Their periodic messages updating parents about their children’s cumulative absences from school were designed to confront parental belief systems about their children and about parents themselves, and parental behavior in response to absences.
‘All the students are above average’
Many parents, the researchers said, have a hard time keeping inaccurate tallies of how often their children miss school, and don’t know how their numbers compare to the norm for other youths. Yet Rogers and Feller reported that advising parents how their kids’ absenteeism compared to the norm produced no more meaningful impact than did telling them how many days their children were absent.
They attributed this to parental beliefs minimizing the downside of absences to a “Lake Wobegon effect,” borrowing from the Prairie Home Companion radio show’s fictional hometown, whose inhabitants wishfully believe that “all the students are above average.”
“Since children can be central to parents’ own identities, biased total absences beliefs may benefit parents by allowing them to think more positively about themselves,” wrote Rogers and Feller in Nature Human Behavior.
But when parents get the totals in notices labeled “Absences Matter and You Can Help,” Rogers and Feller found that their attitudes seemed to shift.
This is not uncommon, they said, and is reflected in other information intervention experiments, such as one where senior citizens change insurance plans after getting added price details about multiple prescription drug insurance options, or another where cell phone subscribers alter their behavior after notification that they exceeded their agreed-upon service.
Parents as active investors
Parents are rich targets for such interventions, acknowledged Rogers and Feller, because as “active investors in their children’s human capital,” they can use the data practically when deciding to dish out punishments or rewards, and when bargaining with their kids on a multitude of issues.
They say their communications techniques would be easy to implement and to scale up, and could complement other interventions, such as assigning mentors or social workers to work closely with chronically absent students.

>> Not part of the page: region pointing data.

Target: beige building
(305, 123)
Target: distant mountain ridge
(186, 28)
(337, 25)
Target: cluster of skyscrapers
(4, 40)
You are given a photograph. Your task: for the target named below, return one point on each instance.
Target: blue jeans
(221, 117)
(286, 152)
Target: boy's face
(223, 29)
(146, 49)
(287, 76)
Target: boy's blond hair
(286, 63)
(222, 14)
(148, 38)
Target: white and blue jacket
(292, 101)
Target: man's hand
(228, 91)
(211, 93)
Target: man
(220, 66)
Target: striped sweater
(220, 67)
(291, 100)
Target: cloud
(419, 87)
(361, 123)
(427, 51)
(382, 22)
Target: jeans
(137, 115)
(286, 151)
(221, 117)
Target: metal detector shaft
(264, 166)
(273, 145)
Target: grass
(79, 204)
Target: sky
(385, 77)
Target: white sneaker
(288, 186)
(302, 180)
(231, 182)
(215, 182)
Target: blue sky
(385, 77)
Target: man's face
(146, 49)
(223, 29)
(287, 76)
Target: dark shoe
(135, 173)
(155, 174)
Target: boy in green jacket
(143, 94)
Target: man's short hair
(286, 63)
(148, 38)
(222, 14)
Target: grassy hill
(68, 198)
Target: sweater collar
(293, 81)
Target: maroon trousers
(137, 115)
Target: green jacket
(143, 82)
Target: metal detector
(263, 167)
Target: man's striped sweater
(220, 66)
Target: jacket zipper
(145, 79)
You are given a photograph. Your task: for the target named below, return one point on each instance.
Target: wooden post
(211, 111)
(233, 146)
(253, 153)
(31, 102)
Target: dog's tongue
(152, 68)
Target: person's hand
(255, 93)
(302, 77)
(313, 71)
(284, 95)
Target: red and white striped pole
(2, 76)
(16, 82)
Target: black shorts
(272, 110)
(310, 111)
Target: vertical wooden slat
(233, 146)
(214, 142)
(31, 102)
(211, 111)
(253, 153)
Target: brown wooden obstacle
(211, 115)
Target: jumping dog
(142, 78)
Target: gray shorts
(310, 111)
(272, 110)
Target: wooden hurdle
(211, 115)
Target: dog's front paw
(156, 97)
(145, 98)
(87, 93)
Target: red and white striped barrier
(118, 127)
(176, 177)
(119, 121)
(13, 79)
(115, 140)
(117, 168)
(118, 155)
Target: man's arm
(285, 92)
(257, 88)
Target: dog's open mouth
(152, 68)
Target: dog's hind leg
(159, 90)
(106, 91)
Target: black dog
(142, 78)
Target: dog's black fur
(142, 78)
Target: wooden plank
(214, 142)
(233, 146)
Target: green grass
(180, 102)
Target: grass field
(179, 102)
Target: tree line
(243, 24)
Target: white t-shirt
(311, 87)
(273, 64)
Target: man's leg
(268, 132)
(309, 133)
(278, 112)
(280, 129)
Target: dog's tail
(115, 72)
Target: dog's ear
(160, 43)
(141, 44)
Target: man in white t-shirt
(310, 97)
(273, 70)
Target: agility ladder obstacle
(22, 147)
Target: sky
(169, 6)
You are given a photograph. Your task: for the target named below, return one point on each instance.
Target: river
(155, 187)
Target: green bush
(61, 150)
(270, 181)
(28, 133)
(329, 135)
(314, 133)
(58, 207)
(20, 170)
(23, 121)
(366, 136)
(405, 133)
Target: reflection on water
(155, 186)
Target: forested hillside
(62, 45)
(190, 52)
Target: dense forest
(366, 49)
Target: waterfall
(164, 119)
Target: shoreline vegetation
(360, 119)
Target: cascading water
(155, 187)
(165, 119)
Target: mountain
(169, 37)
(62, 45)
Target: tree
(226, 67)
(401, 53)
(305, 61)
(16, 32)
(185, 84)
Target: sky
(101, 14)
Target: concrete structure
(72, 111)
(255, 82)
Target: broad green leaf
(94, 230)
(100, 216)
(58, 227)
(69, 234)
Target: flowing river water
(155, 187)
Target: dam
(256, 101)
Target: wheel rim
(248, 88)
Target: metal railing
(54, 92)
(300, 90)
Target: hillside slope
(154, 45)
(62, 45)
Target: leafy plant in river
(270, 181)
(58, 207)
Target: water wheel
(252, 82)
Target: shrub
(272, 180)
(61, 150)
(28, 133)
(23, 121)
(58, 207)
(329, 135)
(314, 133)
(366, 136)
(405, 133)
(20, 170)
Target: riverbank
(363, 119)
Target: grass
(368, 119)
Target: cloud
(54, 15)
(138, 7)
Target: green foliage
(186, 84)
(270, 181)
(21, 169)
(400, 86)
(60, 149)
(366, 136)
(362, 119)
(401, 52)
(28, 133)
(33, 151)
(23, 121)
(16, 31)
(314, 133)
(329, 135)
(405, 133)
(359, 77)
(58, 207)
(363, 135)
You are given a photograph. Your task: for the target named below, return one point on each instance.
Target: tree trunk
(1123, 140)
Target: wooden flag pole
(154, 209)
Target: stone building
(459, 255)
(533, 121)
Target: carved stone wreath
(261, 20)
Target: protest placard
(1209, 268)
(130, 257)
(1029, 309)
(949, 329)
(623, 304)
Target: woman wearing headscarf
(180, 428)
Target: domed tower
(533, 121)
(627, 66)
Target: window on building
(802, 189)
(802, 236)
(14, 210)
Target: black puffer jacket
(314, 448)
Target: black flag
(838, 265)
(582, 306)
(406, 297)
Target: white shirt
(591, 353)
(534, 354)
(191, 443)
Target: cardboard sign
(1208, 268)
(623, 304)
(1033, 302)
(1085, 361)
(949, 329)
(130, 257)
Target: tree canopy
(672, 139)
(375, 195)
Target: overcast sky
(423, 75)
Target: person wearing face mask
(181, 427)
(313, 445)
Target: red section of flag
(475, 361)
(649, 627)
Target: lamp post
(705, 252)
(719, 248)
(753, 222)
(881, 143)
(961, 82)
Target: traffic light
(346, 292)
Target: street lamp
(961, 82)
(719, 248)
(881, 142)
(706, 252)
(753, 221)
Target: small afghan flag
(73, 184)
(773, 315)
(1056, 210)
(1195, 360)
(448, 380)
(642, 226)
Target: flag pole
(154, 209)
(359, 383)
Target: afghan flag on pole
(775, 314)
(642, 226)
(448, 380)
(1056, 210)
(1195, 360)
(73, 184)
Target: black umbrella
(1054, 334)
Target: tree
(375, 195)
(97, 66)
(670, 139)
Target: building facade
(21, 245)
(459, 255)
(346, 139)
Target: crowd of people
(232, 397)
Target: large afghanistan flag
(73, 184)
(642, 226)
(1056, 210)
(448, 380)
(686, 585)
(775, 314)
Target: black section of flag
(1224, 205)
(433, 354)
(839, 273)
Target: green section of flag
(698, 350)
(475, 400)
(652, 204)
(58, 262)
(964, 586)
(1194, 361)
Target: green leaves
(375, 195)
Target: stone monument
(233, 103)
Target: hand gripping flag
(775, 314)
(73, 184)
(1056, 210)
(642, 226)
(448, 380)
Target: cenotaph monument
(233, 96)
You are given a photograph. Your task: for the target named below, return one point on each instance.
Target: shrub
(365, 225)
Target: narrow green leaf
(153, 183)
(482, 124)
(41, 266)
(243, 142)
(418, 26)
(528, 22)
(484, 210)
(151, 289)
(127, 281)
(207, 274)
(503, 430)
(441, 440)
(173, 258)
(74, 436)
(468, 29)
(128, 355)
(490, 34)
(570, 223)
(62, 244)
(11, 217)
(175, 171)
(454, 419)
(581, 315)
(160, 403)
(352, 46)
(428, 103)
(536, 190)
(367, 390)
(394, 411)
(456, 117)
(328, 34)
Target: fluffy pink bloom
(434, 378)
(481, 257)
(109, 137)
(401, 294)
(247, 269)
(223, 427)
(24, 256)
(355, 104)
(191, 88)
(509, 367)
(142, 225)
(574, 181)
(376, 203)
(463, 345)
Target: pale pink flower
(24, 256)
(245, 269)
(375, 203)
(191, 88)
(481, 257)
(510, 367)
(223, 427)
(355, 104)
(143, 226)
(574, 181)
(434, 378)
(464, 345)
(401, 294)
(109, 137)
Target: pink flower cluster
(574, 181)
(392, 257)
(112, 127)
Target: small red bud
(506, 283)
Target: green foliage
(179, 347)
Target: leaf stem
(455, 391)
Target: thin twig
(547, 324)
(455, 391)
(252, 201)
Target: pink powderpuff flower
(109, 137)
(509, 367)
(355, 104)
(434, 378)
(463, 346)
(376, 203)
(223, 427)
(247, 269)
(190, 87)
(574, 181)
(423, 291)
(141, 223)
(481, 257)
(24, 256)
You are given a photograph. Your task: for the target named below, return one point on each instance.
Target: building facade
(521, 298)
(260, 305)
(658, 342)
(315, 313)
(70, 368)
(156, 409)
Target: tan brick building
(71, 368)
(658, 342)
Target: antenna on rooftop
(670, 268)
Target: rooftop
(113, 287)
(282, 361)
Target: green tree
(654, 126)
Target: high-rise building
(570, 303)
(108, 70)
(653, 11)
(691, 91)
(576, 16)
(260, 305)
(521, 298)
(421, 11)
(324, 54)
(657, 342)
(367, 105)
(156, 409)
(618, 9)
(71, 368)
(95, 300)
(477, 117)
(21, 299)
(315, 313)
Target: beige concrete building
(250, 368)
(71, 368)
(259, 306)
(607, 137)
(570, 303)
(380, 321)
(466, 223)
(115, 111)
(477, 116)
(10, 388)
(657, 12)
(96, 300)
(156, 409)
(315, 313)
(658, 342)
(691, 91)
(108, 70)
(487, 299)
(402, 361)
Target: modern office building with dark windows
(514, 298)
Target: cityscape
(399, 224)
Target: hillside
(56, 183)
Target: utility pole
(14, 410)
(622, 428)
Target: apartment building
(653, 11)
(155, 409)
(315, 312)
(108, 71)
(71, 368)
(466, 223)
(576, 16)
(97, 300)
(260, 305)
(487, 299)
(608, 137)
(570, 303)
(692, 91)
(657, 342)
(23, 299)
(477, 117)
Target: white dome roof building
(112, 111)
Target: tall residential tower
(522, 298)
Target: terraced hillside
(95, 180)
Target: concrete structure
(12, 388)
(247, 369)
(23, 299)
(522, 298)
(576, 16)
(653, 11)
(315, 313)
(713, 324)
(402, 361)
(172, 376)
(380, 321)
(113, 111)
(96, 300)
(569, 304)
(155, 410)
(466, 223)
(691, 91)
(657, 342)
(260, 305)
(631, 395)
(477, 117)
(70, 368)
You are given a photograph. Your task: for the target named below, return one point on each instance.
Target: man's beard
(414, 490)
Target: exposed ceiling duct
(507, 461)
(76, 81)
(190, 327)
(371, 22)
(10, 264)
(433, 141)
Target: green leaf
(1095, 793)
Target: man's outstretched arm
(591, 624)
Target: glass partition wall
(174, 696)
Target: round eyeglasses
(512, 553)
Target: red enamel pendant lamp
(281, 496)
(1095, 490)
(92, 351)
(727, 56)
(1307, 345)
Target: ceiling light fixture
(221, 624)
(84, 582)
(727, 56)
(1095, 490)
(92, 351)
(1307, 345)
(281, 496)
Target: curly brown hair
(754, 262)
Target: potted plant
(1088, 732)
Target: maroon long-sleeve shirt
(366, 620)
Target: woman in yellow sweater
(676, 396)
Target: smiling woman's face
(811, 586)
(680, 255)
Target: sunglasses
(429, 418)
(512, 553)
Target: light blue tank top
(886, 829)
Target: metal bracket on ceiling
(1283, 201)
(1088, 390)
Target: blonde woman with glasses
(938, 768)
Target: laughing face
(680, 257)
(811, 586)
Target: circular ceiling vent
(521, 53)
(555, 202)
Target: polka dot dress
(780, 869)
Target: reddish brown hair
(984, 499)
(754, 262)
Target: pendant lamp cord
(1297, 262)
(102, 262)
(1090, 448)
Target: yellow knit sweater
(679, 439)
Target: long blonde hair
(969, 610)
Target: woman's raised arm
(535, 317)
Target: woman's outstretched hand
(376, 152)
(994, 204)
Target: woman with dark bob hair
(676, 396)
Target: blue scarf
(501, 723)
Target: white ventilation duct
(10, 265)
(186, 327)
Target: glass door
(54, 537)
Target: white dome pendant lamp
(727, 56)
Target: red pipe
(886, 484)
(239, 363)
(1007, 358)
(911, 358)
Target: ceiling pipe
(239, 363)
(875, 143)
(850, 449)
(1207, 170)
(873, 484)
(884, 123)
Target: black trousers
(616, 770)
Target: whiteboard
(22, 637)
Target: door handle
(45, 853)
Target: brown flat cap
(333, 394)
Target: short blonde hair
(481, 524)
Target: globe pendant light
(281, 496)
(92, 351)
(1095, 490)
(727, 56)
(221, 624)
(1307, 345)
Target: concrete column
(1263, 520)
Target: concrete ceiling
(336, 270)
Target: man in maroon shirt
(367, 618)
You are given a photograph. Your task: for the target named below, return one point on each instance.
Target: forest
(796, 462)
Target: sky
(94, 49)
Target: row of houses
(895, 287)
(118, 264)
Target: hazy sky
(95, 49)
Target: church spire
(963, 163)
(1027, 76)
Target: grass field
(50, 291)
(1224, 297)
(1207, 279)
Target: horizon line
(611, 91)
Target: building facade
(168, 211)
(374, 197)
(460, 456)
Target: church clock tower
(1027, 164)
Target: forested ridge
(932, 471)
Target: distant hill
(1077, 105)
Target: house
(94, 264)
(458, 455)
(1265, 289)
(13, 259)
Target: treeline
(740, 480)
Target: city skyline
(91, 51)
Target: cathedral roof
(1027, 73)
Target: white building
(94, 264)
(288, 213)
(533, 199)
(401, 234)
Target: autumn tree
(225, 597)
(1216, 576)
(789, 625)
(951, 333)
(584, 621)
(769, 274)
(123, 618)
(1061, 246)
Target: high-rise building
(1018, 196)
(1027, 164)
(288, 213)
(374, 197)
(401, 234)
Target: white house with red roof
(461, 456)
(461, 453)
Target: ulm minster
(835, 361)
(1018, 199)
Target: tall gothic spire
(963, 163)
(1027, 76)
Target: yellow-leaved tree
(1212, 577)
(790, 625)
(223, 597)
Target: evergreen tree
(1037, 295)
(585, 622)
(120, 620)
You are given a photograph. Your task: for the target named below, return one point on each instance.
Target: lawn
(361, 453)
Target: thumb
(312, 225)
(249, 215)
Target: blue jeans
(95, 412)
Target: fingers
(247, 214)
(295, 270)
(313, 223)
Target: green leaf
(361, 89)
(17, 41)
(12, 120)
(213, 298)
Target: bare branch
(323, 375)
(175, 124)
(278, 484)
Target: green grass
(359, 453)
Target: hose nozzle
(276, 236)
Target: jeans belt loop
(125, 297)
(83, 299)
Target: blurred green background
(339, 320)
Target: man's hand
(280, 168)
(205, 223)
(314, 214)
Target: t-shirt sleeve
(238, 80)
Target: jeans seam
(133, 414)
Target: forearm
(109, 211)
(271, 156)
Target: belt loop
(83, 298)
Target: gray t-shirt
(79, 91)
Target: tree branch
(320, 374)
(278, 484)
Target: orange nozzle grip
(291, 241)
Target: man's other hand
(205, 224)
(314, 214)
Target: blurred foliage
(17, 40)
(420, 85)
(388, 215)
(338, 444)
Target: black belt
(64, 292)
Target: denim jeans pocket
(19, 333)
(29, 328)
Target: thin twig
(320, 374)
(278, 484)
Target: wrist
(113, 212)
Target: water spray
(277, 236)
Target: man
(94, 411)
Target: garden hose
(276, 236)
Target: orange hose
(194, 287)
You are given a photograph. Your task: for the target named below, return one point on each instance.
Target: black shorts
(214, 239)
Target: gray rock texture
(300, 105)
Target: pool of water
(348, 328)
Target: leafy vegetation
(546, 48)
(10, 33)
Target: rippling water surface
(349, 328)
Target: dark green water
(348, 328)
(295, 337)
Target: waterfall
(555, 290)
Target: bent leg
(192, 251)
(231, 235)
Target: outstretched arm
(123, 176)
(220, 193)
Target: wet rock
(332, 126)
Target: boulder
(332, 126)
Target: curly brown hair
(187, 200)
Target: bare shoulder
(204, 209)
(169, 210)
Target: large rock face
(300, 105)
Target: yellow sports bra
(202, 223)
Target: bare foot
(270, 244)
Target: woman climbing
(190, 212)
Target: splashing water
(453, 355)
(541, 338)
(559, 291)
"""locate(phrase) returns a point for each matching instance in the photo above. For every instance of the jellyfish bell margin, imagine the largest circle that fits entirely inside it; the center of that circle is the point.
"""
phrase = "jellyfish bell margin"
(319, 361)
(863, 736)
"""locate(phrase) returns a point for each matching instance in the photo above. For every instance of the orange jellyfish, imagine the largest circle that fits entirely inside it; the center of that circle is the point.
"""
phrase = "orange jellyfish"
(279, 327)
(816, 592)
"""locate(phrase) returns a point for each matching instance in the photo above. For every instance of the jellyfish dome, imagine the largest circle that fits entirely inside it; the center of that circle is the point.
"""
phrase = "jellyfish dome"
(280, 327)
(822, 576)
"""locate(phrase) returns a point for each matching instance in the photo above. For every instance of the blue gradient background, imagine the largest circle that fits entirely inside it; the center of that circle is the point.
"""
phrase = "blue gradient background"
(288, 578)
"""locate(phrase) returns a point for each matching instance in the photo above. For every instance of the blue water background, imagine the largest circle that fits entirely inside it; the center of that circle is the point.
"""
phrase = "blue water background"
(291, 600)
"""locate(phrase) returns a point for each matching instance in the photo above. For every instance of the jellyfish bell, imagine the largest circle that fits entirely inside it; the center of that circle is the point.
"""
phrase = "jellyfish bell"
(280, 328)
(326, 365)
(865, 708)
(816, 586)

Their experiment featured up to five alerts about school attendance and concluded with survey questions about the importance of school attendance, as well as parental beliefs about their role in ensuring their children attend school. Their communications, which cost $6.60 per household, could be an effective part of a combined attack on classroom absences.
For their study, Rogers and Feller conducted a randomized experiment with the parents of a racially-diverse enrollment of 28,080 high-risk students in kindergarten through 12th grade in the School District of Philadelphia.
In a follow-up, online survey, they asked parents of students in grades K-12 how much it would affect their children’s success if they missed six days halfway through the school year compared to 12 days. Results showed parents do believe there are increasing costs for each additional day their child is absent.
No significant differences were detected across grade levels in the experiment, although the researchers acknowledged that “18-year-old seniors are far more likely to covertly cut school than 7-year-old first-graders.”
Harvard Magazine recently ran a feature on the truancy research by Rogers and Feller.